= Honored Architect of Azerbaijan =

“Honored architect” is an honorary title of Azerbaijan, awarded for special services in the development of urban planning and architecture. The title “Honor architect” was established by the presidential decree dated April 19, 2000.

== Assignment ==
Honorary title is awarded by the president of Azerbaijan. In accordance with the decree on “Honored Architect of Azerbaijan” only citizens of Azerbaijan awarded with this honorary title. However, Honored architect cannot be assigned to the same person twice.

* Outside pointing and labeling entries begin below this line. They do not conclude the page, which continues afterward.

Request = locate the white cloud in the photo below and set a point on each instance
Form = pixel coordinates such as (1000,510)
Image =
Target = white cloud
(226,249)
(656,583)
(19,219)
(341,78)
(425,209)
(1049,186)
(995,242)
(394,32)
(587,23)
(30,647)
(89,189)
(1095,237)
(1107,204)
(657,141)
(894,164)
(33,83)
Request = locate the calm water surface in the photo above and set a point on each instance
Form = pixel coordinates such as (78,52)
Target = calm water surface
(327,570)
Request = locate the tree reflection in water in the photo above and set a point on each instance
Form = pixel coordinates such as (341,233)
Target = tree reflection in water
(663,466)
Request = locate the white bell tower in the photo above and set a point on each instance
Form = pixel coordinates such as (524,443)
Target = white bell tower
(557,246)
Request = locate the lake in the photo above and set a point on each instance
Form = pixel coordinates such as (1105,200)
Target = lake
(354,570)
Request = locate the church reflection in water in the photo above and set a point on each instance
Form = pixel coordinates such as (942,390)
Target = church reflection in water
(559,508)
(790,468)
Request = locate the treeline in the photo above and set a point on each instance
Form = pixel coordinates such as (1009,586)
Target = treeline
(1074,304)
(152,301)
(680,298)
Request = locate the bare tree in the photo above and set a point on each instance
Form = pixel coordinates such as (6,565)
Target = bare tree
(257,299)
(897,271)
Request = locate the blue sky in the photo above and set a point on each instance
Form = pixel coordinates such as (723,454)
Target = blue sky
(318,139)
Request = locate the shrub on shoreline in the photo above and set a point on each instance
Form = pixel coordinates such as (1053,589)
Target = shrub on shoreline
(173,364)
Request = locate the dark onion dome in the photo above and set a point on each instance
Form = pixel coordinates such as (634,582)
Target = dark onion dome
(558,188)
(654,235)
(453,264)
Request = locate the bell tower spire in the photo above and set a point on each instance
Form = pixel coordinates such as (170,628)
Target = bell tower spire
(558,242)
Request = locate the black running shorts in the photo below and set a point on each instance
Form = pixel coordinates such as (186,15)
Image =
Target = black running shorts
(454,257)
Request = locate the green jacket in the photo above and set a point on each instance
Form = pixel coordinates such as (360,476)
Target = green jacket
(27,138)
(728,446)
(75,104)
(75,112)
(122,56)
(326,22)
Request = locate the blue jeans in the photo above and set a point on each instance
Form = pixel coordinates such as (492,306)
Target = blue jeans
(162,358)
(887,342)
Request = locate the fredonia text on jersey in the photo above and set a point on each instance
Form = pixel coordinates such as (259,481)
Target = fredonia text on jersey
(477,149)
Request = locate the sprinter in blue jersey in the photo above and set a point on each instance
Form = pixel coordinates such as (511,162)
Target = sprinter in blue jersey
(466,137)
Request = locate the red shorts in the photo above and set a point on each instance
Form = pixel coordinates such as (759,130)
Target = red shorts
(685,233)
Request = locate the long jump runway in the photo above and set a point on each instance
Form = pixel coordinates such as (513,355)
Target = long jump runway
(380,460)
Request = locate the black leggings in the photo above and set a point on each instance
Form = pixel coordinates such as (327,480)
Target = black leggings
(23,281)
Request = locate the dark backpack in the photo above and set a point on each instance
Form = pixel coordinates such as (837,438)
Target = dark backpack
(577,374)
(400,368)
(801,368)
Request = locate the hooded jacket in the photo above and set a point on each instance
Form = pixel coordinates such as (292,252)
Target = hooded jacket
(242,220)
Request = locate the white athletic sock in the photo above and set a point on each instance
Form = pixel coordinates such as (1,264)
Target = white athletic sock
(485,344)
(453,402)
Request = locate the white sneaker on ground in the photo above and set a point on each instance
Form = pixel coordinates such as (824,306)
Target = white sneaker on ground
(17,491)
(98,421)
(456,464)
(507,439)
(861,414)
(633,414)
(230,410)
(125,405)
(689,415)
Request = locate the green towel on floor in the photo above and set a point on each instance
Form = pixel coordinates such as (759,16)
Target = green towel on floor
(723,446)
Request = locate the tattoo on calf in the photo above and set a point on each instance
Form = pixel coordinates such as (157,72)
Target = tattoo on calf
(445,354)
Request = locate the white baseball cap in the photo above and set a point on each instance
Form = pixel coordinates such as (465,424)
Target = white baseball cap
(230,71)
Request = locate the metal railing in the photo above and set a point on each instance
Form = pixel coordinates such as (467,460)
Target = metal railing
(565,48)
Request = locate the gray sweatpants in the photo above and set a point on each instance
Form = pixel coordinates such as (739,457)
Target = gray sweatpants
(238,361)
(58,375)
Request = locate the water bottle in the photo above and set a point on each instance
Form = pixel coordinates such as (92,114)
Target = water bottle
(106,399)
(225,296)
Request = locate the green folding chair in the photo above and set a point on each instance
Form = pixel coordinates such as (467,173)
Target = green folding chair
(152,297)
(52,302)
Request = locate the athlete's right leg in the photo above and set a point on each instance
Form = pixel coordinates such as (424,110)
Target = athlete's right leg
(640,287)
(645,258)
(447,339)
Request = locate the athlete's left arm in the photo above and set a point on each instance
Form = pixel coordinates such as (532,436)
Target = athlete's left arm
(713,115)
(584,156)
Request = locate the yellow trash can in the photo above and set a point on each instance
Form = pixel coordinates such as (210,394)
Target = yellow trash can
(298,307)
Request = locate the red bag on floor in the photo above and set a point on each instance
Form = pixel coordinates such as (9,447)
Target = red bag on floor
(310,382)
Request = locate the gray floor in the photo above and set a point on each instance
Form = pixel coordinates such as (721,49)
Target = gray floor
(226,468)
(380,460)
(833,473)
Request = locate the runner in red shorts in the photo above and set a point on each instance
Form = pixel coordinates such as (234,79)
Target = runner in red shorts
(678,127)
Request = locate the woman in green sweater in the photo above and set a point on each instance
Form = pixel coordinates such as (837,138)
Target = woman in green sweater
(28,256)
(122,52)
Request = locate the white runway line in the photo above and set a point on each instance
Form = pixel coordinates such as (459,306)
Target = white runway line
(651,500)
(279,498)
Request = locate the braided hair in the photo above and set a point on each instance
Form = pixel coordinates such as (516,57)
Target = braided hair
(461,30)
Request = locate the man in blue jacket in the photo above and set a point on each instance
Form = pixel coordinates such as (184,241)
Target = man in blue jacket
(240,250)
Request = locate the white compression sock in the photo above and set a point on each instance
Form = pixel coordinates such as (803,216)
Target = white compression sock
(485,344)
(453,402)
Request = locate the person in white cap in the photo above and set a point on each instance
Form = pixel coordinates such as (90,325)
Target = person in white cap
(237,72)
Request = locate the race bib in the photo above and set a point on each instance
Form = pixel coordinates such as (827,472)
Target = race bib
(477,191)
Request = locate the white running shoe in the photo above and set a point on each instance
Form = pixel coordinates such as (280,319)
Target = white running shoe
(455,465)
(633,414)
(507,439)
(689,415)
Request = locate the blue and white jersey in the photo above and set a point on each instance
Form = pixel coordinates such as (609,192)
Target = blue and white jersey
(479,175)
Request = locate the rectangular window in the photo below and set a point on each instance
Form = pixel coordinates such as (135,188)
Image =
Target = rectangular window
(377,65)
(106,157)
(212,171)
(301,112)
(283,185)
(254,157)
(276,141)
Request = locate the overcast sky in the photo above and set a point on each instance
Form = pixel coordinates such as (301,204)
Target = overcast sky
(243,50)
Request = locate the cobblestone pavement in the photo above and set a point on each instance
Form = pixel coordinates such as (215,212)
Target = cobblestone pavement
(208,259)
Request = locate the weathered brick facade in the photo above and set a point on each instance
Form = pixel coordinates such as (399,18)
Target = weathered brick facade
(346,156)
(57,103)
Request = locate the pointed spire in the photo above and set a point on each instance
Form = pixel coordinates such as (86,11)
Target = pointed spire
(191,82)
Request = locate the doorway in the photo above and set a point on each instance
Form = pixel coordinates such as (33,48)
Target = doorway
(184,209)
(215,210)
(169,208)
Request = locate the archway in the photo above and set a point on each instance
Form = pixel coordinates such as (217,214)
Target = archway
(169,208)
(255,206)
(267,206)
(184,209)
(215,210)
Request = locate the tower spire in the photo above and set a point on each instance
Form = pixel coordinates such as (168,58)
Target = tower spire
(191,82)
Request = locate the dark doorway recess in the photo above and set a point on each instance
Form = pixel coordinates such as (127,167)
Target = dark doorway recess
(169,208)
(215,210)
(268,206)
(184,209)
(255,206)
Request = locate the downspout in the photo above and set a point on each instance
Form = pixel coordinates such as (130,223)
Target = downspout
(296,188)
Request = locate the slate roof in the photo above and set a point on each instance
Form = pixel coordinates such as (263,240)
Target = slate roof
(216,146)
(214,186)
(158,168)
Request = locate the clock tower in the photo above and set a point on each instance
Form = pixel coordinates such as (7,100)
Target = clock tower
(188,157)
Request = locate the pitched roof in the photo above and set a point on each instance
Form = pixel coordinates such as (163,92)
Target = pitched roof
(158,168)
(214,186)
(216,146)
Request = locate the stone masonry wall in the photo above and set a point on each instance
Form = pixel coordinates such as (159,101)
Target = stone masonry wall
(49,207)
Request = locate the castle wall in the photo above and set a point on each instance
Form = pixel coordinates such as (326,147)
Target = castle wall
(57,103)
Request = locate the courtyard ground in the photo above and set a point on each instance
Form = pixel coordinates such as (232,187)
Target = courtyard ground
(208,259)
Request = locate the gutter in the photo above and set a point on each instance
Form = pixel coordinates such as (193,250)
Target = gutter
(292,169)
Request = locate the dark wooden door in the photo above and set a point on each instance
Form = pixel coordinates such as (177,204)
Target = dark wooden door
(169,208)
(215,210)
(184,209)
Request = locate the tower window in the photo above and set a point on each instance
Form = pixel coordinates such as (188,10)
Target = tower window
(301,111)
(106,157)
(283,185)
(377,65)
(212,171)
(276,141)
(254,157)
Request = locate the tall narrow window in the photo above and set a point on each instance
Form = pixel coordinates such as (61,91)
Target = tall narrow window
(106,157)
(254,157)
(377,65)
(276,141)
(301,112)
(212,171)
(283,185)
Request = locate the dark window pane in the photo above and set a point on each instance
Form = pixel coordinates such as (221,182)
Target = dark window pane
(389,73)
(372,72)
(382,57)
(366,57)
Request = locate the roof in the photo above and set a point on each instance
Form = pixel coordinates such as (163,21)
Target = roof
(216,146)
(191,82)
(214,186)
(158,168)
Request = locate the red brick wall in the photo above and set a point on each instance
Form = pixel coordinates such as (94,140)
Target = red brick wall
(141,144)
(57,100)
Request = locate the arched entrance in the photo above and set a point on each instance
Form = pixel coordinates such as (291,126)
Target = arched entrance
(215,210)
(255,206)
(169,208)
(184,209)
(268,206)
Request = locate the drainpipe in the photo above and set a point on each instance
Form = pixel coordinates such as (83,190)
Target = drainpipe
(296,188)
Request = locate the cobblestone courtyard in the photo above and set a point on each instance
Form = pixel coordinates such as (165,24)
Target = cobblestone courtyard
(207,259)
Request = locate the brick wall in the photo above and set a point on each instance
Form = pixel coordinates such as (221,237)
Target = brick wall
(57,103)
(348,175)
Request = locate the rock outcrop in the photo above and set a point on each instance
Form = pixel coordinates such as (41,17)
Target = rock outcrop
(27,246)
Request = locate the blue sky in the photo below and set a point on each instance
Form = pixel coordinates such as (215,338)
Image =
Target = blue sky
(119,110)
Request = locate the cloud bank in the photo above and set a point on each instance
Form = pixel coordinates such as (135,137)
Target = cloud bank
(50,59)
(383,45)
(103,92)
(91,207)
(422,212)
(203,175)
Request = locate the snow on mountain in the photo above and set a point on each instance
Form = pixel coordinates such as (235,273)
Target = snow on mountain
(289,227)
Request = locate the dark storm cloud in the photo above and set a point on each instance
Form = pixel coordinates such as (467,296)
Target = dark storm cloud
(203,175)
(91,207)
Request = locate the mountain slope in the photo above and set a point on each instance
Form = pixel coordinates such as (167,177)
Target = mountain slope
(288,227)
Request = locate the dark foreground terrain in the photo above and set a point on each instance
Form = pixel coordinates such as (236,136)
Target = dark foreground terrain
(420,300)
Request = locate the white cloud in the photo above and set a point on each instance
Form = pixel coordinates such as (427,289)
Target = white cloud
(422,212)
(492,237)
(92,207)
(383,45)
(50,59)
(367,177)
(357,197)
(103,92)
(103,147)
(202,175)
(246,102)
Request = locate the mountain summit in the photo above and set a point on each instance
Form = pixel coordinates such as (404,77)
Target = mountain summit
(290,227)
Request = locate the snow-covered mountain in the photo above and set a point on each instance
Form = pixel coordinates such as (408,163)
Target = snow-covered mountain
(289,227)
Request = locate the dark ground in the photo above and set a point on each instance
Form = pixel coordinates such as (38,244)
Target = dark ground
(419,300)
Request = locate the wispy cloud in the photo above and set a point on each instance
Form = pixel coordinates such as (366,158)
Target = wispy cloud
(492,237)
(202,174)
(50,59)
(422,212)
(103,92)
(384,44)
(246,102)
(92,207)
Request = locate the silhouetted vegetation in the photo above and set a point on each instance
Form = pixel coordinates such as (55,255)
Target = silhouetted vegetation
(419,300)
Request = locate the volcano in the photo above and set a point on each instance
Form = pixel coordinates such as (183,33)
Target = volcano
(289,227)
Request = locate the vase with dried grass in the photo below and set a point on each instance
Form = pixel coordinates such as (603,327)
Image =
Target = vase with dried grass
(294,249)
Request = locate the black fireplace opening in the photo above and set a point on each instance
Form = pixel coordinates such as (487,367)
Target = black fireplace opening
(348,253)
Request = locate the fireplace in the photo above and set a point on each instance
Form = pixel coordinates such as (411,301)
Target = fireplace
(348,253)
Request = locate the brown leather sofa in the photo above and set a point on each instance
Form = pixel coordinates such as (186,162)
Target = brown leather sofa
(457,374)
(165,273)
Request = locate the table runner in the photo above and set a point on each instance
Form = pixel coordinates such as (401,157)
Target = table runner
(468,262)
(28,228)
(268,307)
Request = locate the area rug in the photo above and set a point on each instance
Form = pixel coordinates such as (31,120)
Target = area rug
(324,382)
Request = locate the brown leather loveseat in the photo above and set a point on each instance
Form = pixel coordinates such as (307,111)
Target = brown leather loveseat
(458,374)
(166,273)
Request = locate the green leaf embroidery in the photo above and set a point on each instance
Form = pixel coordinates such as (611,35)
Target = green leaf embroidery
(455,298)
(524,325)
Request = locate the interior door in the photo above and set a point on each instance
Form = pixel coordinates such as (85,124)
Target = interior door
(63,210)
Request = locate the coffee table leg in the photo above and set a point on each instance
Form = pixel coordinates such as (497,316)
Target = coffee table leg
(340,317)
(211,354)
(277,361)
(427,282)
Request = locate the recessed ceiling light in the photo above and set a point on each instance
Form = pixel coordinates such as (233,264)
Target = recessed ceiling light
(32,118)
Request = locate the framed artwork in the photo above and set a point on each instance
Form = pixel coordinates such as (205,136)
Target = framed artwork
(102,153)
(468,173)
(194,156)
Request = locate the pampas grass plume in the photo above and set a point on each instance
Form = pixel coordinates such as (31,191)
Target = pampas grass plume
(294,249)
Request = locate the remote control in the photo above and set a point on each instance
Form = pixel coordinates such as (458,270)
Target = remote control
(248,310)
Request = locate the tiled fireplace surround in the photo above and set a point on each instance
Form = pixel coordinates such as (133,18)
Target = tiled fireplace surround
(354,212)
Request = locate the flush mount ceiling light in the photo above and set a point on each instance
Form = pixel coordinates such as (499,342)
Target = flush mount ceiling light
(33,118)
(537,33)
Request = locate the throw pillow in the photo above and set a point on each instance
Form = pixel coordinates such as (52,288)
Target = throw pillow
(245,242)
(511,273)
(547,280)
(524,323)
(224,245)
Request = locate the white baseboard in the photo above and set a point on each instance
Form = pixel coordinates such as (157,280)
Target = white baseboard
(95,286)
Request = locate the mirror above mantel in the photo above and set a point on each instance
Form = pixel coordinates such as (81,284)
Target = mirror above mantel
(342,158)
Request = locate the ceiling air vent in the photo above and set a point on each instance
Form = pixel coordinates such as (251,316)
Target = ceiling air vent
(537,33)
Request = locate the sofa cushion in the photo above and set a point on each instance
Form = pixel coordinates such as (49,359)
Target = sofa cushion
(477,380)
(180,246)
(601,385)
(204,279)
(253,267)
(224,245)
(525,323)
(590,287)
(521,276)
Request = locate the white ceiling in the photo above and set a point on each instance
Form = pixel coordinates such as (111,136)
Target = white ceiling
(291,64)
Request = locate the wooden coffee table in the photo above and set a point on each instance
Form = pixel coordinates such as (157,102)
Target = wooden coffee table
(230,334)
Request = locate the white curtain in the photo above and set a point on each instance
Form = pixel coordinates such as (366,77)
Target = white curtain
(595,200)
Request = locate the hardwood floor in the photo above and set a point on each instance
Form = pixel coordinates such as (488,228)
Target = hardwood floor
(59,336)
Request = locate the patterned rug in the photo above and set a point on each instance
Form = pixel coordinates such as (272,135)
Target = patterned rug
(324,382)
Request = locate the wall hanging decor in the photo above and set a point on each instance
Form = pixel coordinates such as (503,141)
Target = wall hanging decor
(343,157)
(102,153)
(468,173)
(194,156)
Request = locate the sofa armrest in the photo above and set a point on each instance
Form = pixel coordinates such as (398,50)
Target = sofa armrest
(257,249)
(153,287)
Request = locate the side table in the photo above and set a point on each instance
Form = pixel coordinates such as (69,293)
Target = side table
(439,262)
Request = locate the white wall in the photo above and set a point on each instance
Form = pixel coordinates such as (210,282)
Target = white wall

There are a number of occasions such as conviction of a serious crime and offense are reasons for deprivation of the honorary title.

== Laureates ==
In 2000, the honorary title was assigned to Agil Ahmedzadeh, Elkin Aleskerov, Nariman Aliyev, Parviz Aliyev, Ahmed Ismayilov, Rahim Seyfullayev, Hacimurad Shugayev and Faig Yuzbashiyev. Gulcohre Mammedova, Vidadi Muradov, Sabir Orujov, Amina Vakilova and Mammad Ibrahimov were awarded in 2006. Laureates of 2007 were Ofelia Babayeva, Abbas Alesgarov, Feyzulla Guliyev, Zulfugar Mammadov and Islam Yuzef. Elxan Asadov was awarded in 2009. During the years of 2012-2014, the title of “Honored Architect” was assigned to Akif Abdullayev, Ilgar Isbatov, Nargiz Abdullayeva, Famil Agayev, Ilgar Beylerov, Nariman Imamaliyev, Gulara Ismayilova, Fatma Ahmedova, Sanan Salamzadeh, Akif Aliyev, Yegana Haciyeva, Aybeniz Hasanova, Zahide Mammadova, Nelli Seyfullayeva and Ali Rustamli.